There will be a natural waning off of the vaccines regardless, which means that Moderna may need to show the proof in its technology’s pudding regardless of what they use the delivery for next. I had already identified back in January 2022 that shorting the vaccine makers would eventually make sense. In the event my current thesis turns out to be right, it’s unfortunate from a humanitarian standpoint, because it means that there are billions of people walking around with this “safe” technology in them. I thought long and hard about the ethics of this idea before writing this over the course of last weekend. I eventually decided that the damage has already been done either way (i.e. billions have gotten the shots already), so it doesn’t make betting against the company unethical. In fact, as the facts come to light, it looks more and more like simply a rational investment decision.
The upside risk is obviously if somebody finds Moderna’s platform valuable – like Merck may be doing, for instance - which could make them a takeover target. However, in the case of questions arising, the unspoken liabilities stack up and then no one would even want to buy Moderna even for the cash. Still, this type of upside situation is why I’ve been defining my risk with very deep out of the money put options that I expect to lose 100% on. The market is saying my thesis is bunk and doesn’t hold any water - so is “the science” and “fact checkers”.
But hey, it wouldn’t be the first time I showed up to a party a little early…
QTR’s Disclaimer: I’m short MRNA and own puts. I am not a financial advisor.

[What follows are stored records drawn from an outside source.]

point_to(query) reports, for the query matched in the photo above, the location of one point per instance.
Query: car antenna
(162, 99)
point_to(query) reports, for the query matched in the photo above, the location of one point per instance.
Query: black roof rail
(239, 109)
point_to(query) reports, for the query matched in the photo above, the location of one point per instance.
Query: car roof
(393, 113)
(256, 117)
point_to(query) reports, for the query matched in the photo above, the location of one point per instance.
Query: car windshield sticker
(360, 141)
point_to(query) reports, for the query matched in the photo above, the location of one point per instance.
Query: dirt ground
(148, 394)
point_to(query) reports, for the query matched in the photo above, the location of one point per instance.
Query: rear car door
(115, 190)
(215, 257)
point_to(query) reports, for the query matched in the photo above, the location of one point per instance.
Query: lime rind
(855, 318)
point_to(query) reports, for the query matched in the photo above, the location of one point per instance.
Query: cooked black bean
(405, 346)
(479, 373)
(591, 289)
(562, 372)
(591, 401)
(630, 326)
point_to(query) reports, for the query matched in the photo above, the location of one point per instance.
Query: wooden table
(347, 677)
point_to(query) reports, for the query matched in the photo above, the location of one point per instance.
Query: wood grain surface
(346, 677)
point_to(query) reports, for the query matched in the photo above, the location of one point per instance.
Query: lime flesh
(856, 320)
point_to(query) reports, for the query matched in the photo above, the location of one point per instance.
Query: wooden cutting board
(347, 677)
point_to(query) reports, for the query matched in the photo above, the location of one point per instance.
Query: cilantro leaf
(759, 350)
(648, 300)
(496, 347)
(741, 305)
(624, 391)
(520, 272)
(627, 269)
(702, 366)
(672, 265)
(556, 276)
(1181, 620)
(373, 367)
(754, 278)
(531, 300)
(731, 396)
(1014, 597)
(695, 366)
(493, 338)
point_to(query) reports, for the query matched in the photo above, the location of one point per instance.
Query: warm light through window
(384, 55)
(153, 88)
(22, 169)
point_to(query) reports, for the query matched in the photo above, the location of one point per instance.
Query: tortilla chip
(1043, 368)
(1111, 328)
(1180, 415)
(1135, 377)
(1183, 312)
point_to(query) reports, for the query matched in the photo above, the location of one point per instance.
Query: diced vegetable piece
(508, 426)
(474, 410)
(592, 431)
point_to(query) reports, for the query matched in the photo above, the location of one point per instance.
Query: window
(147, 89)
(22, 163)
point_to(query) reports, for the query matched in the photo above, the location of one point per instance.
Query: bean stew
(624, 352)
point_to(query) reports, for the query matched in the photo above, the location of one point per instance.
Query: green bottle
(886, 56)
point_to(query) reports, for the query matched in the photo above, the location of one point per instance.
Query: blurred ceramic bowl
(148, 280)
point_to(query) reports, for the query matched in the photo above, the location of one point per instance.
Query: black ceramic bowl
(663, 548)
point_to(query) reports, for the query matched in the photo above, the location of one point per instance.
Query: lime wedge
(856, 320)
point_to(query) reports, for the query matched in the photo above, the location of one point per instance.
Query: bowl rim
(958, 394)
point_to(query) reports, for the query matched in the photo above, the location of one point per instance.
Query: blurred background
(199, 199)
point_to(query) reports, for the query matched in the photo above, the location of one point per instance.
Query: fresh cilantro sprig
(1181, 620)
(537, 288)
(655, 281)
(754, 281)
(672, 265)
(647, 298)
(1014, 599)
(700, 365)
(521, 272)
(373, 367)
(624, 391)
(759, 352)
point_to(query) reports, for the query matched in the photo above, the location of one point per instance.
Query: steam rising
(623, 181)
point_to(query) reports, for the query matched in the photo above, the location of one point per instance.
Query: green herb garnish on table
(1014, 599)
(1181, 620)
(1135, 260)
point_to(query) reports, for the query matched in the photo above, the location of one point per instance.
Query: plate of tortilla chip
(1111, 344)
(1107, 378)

I am an idiot and often get things wrong and lose money. I may own or transact in any names mentioned in this piece at any time without warning. This is not a recommendation to buy or sell any stocks or securities, just my opinions. I often lose money on positions I trade/invest in. I may add any name mentioned in this article and sell any name mentioned in this piece at any time, without further warning. None of this is a solicitation to buy or sell securities. These positions can change immediately as soon as I publish this, with or without notice. You are on your own. Do not make decisions based on my blog. I exist on the fringe. The publisher does not guarantee the accuracy or completeness of the information provided in this page. These are not the opinions of any of my employers, partners, or associates. I did my best to be honest about my disclosures but can’t guarantee I am right; I write these posts after a couple beers sometimes. Also, I just straight up get shit wrong a lot. I mention it twice because it’s that important.